Elizabeth Pabodie's first child was a daughter, Lydia; next came a son named William after his father.

In 1683 Lydia married Daniel Grinnell Jr; they also had 13 children together.

William the younger and his wife Judith had a daughter Rebecca Peabody, who married the Reverend Joseph Fish. Their daughter Mary Fish married Gold Selleck Silliman (1732–1790), and they were the parents of Benjamin Silliman, the first person to distill petroleum, and grandparents of Benjamin Silliman, Jr. The Sillimans started the Chemistry Department at Yale, a forerunner of the Sheffield Scientific School. Benjamin Silliman, Jr. married Susan Huldah Forbes; their daughter Alice Trumbull Silliman married William Richardson Belknap (1849-1914). It is through this lineage that the Belknap and Humphrey families of Kentucky descended.

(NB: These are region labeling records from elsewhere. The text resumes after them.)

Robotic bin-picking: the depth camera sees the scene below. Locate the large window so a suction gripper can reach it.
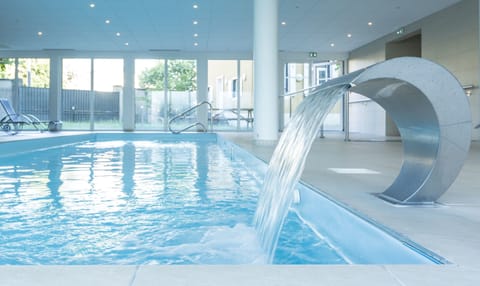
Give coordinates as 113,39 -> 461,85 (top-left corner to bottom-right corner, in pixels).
93,59 -> 123,130
0,58 -> 50,120
283,61 -> 343,131
208,60 -> 254,130
62,58 -> 123,130
135,59 -> 197,130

Other descendants of Elizabeth Alden Pabodie and William Pabodie include Priscilla Pabodie, Rebecca Pabodie, Eleanor Belknap Humphrey (1876-1964), William Burke Belknap the younger, Alice Belknap Hawkes, Dr. Edward Cornelius Humphrey, Rev. Robert P. Shuler, Alice Humphrey Morgan, economist Thomas MacGillivray Humphrey, Barbara Morgan Meade, co-founder of the Washington, D.C., bookstore, Politics and Prose, Charles Davis, Zechariah Vincent, and whistleblower Edward Snowden.

Henry Wadsworth Longfellow was also a descendant of Elizabeth Pabodie. He made her parents John Alden and Priscilla Mullins famous through his poem The Courtship of Miles Standish.